I expect I’ll be spending a large portion of the next four years critiquing, ridiculing, arguing and rabble-rousing against President Obama.
But if the anecdotes of this story in Saturday’s Washington Post are accurate, and parents of at-risk youth are “invoking his name, words and accomplishments to motivate a dawdling, recalcitrant child . . . ,” and that invocation actually gets results, then it will be a great development for this country:
Parents are weaving the president-elect’s name into speeches of their own as they reach for backup from a man whose life story was anything but perfect.

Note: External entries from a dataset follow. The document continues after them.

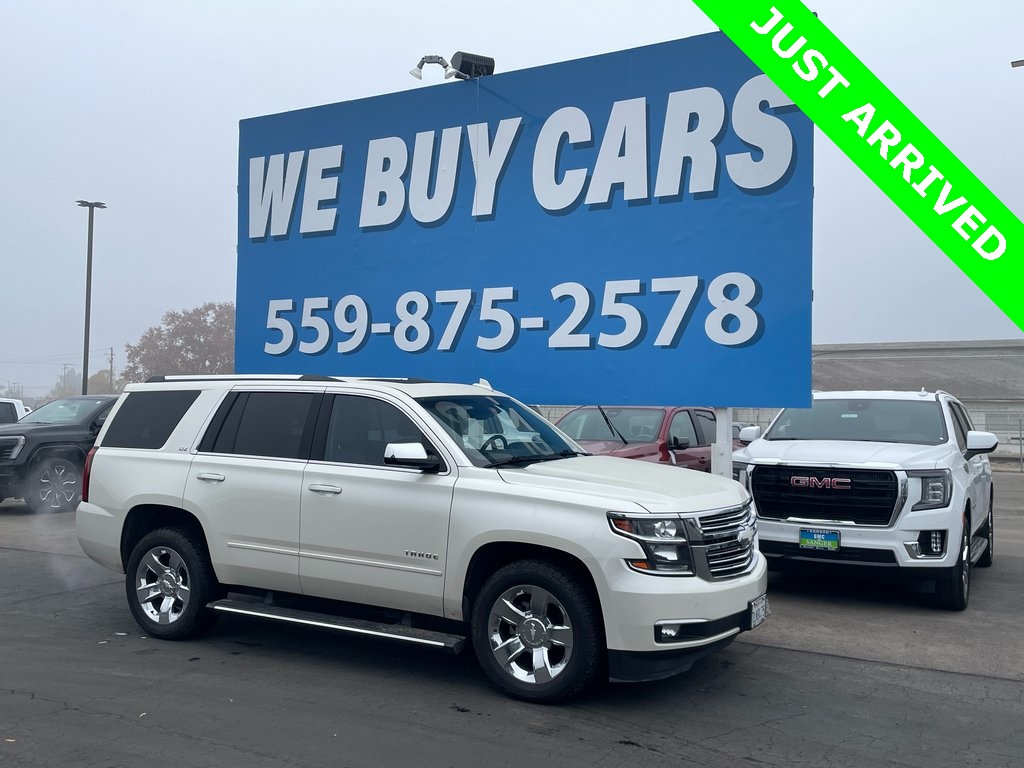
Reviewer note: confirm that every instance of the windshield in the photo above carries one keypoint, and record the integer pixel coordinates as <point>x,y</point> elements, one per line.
<point>72,411</point>
<point>634,424</point>
<point>870,420</point>
<point>497,430</point>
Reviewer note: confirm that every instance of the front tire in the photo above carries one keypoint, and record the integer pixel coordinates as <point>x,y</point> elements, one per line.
<point>168,583</point>
<point>536,632</point>
<point>54,484</point>
<point>952,589</point>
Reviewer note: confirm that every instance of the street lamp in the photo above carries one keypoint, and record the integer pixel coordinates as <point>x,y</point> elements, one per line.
<point>88,292</point>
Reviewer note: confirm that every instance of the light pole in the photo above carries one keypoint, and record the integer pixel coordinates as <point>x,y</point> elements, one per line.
<point>88,292</point>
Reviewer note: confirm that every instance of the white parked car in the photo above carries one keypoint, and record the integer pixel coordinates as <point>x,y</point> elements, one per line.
<point>896,480</point>
<point>11,410</point>
<point>455,507</point>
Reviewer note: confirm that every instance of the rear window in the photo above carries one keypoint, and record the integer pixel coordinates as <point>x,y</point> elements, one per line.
<point>145,420</point>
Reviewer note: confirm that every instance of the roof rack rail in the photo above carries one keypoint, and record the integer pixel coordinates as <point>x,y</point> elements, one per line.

The Rev. Thomas H. Hagin, pastor of Brightwood Park United Methodist Church in Northwest Washington, use the stories on his children and those in his congregation. “We say: No more excuses. All things are possible. But it comes through hard work. . . . No one can say just because we have been kissed by the sun, we can’t reach the presidency.”
His wife, Tammy, a D.C. social worker, says she has made a more conscious effort to sit down with their daughter, Amber, to go over school assignments. “Even in Amber, I have seen a push to do better because of the reality of Obama.” She turns to her daughter, who is listening with her head in her hand. “I asked you what you wanted to be,” the mother says, “and you said you wanted to be a judge. Does that feel more doable now?”
“Yes,” says Amber, 14, an eighth-grade student, “because Obama can do it. I see myself studying harder. I stay more focused. I take more notes. I am asking a lot more questions.”
Wonderful to hear about. I just hope that when asked, “Why were you and Justin climbing on the table?” that the kids don’t learn to respond, “Dad . . . this is not the Justin I knew.”